Kochere is one of the woredas in the Southern Nations, Nationalities, and Peoples' Region of Ethiopia. Part of the Gedeo Zone, Kochere is bordered on the east by Gedeb, on the southwest by the Oromia Region, and on the north by Yirgachefe. Towns in Kochere include Fisehagenet and Chelelektu. Gedeb woreda was separated from Kochere.

According to a 2004 report, Kochere had 34 kilometers of asphalt road, 13 kilometers of all-weather roads and 18 kilometers of dry-weather roads, for an average road density of 129 kilometers per 1000 square kilometers.

== Demographics ==
Based on the 2007 Census conducted by the CSA, this woreda has a total population of 130,486, of whom 64,703 are men and 65,783 women; 10,606 or 8.13% of its population are urban dwellers.

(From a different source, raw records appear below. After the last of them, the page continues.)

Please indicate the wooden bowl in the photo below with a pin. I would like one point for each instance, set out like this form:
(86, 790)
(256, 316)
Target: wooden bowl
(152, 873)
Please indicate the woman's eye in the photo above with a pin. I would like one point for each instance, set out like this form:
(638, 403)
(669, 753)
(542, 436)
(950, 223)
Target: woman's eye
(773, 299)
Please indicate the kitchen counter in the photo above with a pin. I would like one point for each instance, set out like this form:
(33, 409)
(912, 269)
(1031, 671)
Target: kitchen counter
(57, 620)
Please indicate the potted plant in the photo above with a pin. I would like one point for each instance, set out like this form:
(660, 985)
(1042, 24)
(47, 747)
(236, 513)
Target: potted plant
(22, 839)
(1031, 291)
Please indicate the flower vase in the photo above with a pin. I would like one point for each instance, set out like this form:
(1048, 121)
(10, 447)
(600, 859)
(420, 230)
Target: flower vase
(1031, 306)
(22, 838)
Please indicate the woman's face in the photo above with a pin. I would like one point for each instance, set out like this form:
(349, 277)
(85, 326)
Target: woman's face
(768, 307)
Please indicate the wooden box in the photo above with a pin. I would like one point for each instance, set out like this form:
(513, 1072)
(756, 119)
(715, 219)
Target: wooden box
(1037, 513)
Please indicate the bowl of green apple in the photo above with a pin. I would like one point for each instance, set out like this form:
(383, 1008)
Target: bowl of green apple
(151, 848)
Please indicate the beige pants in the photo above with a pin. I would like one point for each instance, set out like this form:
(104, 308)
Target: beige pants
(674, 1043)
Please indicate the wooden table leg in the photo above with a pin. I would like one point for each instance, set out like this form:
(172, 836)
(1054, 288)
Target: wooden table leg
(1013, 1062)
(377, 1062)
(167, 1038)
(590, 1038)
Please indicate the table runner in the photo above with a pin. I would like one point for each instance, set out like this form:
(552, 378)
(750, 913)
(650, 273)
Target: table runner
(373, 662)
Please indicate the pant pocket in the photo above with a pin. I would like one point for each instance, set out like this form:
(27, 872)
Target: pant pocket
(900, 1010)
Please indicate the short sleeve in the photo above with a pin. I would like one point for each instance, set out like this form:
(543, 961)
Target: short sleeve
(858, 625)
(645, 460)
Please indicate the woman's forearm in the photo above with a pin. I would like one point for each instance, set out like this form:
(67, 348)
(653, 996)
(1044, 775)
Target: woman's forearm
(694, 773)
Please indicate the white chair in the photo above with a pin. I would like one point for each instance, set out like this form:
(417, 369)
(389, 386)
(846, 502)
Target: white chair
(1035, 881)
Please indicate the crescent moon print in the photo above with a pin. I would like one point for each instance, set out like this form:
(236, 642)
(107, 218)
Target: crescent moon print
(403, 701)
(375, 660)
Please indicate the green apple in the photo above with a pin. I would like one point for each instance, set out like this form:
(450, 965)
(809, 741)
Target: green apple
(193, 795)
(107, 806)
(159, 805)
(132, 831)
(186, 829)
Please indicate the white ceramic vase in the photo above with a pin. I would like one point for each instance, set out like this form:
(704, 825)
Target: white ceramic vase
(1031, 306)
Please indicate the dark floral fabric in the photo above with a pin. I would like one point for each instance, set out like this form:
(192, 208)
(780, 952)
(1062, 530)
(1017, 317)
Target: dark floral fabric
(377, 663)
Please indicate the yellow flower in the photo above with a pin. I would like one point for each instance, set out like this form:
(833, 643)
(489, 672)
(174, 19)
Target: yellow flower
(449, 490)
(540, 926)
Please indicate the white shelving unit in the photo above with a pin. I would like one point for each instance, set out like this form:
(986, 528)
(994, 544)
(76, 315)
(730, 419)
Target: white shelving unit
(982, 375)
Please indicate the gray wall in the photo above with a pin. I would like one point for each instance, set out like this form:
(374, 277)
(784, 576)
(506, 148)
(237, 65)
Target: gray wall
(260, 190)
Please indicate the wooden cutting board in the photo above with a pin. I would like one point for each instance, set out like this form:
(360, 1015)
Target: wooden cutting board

The majority of the inhabitants were Protestants, with 78.25% of the population reporting that belief, 8.04% practiced Ethiopian Orthodox Christianity, 7.33% observed traditional religions, 1.72% were Catholic, and 1.36% were Muslim.

In the 1994 Census this woreda had a population of 160,246, of whom 79,807 were men and 80,439 women; 11,265 or 7.03% of its population were urban dwellers. The three largest ethnic groups reported in Kochere were the Gedeo (84.05%), the Oromo (11.35%), and the Amhara (2.62%); all other ethnic groups made up 1.98% of the population. Gedeo is spoken as a first language by 84.93%, 10.74% spoke Oromiffa, and 3.77% spoke Amharic; the remaining 0.56% spoke all other primary languages reported. 47.57% of the population said they were Protestants, 26.05% observed traditional religions, 16.45% practiced Ethiopian Orthodox Christianity, 3.21% were Catholic and 1.51% were Muslim.